Intervention Effects in the Transmission of COVID-19 Depending on the Detection Rate and Extent of Isolation

Epidemiol Health. 2020 Jun 23;e2020045. doi: 10.4178/epih.e2020045. Online ahead of print.

Abstract

Objectives: In 2020, the COVID-19 respiratory infection is spreading in Korea. In order to prevent the spread of an infectious disease, infected people must be quickly identified and isolated, and contact with the infected must be blocked early. This study attempted to verify the intervention effects on the spread of an infectious disease by using these measures in a mathematical model.

Methods: We used the Susceptible-Infectious-Recovery (SIR) model for a virtual population group connected by a special structured network. In the model, the infected state (I) was divided into I in which the infection is undetected and I_x in which the infection is detected. The probability of transitioning from an I state to I_x can be viewed as the rate at which an infected person is found. We assumed that only those connected to each other in the network can cause infection. In addition, this study attempted to evaluate the effects of isolation by temporarily removing the connection among these people.

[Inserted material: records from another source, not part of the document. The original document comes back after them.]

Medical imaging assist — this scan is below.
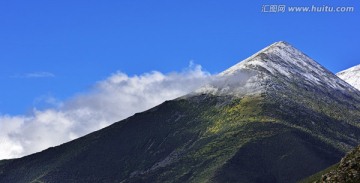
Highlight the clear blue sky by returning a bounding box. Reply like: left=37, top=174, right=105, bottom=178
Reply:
left=0, top=0, right=360, bottom=114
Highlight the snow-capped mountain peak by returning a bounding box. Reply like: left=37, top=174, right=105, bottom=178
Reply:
left=336, top=64, right=360, bottom=90
left=196, top=41, right=354, bottom=96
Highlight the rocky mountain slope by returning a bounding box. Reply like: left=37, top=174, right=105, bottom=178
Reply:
left=301, top=146, right=360, bottom=183
left=336, top=65, right=360, bottom=90
left=0, top=42, right=360, bottom=183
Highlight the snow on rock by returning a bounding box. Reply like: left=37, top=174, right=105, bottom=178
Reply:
left=336, top=64, right=360, bottom=90
left=191, top=41, right=354, bottom=96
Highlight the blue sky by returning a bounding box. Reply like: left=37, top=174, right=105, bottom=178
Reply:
left=0, top=0, right=360, bottom=115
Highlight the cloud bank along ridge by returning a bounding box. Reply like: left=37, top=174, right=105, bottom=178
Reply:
left=0, top=63, right=212, bottom=160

Results: In Scenario 1, only the infected are isolated; in Scenario 2, those who are connected to an infected person and are also found to be infected are isolated as well. In Scenario 3, everyone connected to an infected person are isolated. In Scenario 3, it was possible to effectively suppress the infectious disease even with a relatively slow rate of diagnosis and relatively high infection rate.

Conclusion: During the epidemic, quick identification of the infected is helpful. In addition, it was possible to quantitatively show through a simulation evaluation that the management of infected individuals as well as those who are connected greatly helped to suppress the spread of infectious diseases.

Keywords: Agent-Based Model; COVID-19; isolation; non-pharmaceutical intervention; social network.